How to tweak merging of 2 network parameters with different inputs?

I have 2 trained models, which has different number of channels in inputs and I would like to merge these network parameters. e.g.

Model1 =>Conv layer parameters [N1,C1,H,W]
Model2 =>Conv layer parameters [N2,C2,H,W]

Final Model => [N1+N2,C1+C2,H,W]

As will concatenate only along single axis. Any suggestion to merge and copy conv layer parameters to a separate network.


This won’t work… N1xC1xHxW + N2xC2xHxW < (N1+N2)x(C1+C2)xHxW in most cases.

Thanks Simon for clarifying.

I am trying to implement Split brain AutoEncoder paper for understanding and it needs merging. I am not sure I misinterpret the paper, but as per knowledge the author is trying to implement as follows:

L_channel (Input) => Network 1 => ab_channel (output)
ab_channel (Input) => Network 2 => L_channel (output)
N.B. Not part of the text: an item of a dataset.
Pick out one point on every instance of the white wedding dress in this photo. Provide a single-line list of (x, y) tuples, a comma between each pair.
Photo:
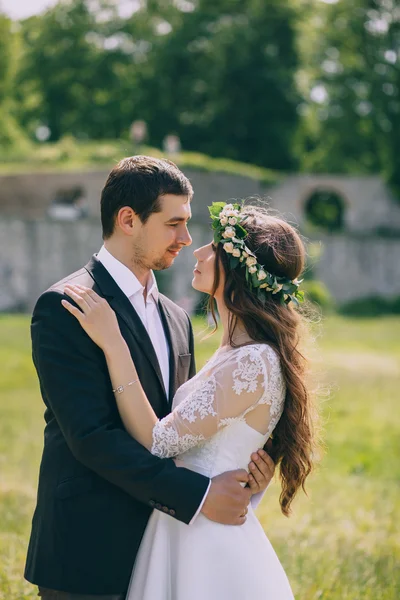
[(222, 415)]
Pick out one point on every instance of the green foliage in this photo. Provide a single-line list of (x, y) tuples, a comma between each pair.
[(226, 68), (72, 154), (371, 307), (351, 56), (317, 293)]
finally merge both networks along channels for each layers to test different Classification/Detection network comparisons. e.g. Classification network
RGB => (Network 1 + Network 2) => fc5 features => classifier

Now I am not sure how to merge them, if I try to use ‘group’ parameter in convolution to split the network then how do we split 3 channel input so that 1 part of network looks “L” channel and other “ab” channel.
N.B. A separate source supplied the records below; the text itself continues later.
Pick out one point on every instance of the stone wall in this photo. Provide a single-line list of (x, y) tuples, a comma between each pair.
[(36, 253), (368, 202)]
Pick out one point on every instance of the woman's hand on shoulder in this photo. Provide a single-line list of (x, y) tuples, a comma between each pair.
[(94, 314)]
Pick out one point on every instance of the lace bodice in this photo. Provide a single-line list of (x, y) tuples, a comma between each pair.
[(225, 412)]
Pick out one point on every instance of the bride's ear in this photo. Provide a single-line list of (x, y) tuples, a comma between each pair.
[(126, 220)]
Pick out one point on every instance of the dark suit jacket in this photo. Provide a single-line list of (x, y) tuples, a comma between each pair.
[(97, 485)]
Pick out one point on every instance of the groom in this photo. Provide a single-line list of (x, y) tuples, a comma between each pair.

It might need some time to read the paper t answer my query. This is explained in section 3.1/3.2 of paper.

Thanks in advance.

From your description, it seems that you need to transform rgb images into lab space, and activate on each subset of channels separately using the two networks.

yes, we can do that also. But main intention is to use weights learn (feature learning) by spliting the network along channels for each layer and merge both for other tasks and use single network for it

RGB => Lab => (Network 1 + Network 2) => fc5 features => classifier

Why can’t you just activate each net to fc and concatenate the results? What’s the importance of having each layer outputs concatenated?

I tried but it for my dataset and network, but transfer learning works poorer as compare to random initalization of weights. So I thought, combining the nets along channel and performing convolution on combined will give more valuable features, I am also not sure of it …So I wanted to try this combining the network and training it for classification.